Y tras decirlo Iktomi se sumergió en el riachuelo.
¡Splash! ¡Splash!, saltaba el agua convertida en espuma. Apenas había vuelto la
calma a la superficie del riachuelo, cuando comenzaron a ascender burbujeando
unas manchas negras. El riachuelo parecía hervir con el baile de aquellas bolas
negras.
"¡La hoguera apagada! ¡Las brasas!" -rieron
los pequeños Iktomis, y dando palmadas se pusieron a jugar persiguiéndose
unos a otros por el borde del riachuelo, gritando llenos de alegría.
“¡Ahas!"
-dijo entonces una voz ronca procedente del otro lado del riachuelo.

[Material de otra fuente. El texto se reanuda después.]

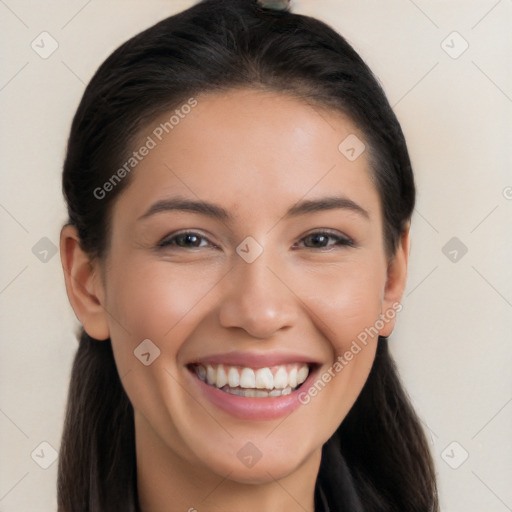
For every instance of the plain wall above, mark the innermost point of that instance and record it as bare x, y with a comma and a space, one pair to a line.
452, 342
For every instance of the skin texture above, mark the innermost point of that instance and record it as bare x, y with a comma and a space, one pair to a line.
256, 154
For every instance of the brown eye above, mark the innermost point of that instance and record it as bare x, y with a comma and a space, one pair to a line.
186, 240
320, 240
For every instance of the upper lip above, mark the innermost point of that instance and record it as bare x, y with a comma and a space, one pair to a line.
255, 359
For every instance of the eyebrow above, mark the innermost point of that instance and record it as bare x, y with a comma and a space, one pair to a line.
217, 212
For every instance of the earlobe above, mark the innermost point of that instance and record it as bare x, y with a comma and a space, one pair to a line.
395, 283
83, 285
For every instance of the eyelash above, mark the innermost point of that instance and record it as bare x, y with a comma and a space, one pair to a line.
340, 240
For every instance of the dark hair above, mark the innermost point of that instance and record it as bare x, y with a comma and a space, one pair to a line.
378, 459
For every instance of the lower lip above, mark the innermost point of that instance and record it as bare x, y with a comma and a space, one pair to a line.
253, 408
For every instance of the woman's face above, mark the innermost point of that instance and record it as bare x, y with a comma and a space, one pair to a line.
280, 276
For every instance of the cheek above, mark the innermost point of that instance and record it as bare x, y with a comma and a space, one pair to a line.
346, 302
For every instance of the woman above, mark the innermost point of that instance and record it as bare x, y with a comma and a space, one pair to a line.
239, 195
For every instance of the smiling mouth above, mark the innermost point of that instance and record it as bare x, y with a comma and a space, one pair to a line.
254, 382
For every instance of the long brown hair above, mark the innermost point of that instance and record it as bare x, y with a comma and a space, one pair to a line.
378, 460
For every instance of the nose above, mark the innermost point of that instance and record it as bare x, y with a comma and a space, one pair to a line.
258, 298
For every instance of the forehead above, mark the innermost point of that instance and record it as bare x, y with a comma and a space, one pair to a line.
250, 149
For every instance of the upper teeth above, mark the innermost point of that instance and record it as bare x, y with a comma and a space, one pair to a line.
277, 377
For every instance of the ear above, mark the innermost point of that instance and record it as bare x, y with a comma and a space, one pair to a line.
395, 283
83, 285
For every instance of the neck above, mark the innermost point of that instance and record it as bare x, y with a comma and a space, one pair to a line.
167, 482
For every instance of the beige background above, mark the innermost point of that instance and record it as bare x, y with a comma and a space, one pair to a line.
452, 342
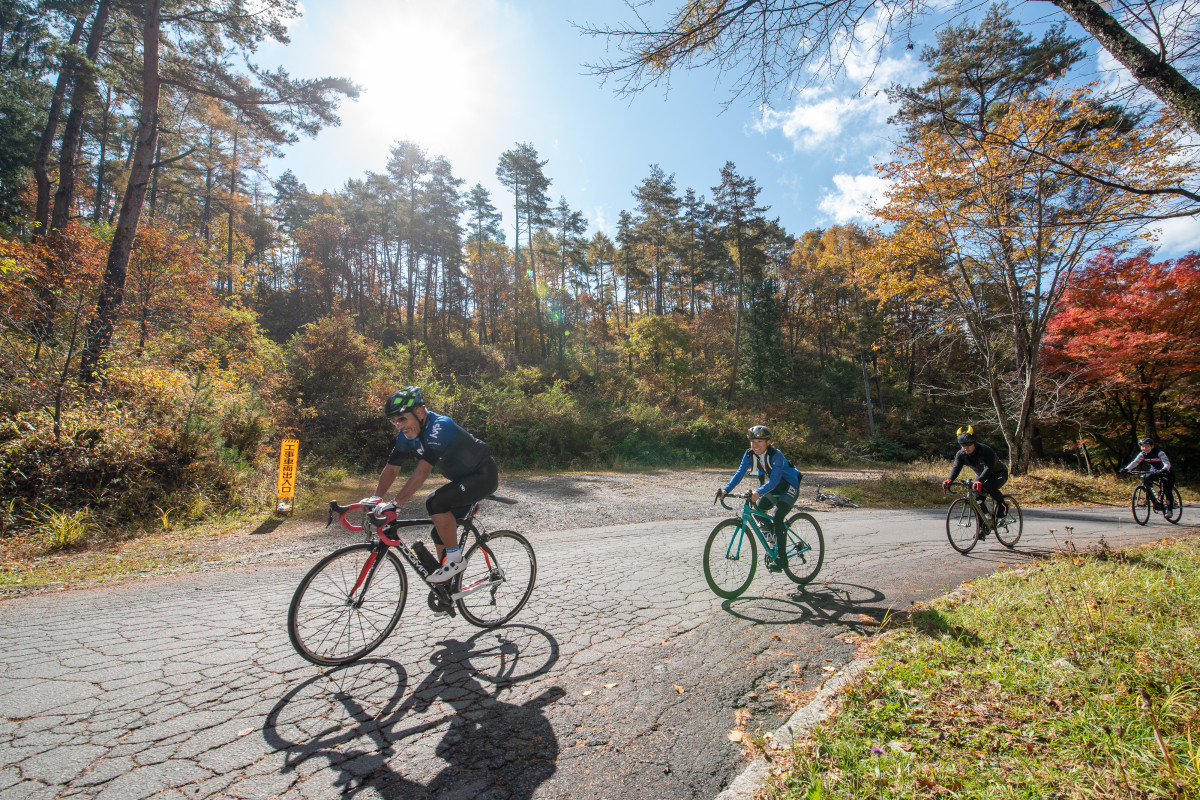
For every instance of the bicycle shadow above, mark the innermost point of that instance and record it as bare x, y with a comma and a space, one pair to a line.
360, 722
852, 606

Era Patkasa,
subido en la rama más larga de un enorme sauce situado lejos del agua. Sobre la
rama misma ardía, un fuego brillante en el que Patkasa asaba su ciervo. El agua
del riachuelo volvía a estar en calma, y ninguna mancha negra bailaba en su
superficie, pues las que habían visto antes no eran sino los dedos gordos del
viejo Iktomi, que se había ahogado.
Los niños de Iktomi huyeron corriendo del riachuelo,
llorando y llamando a su padre muerto en el agua.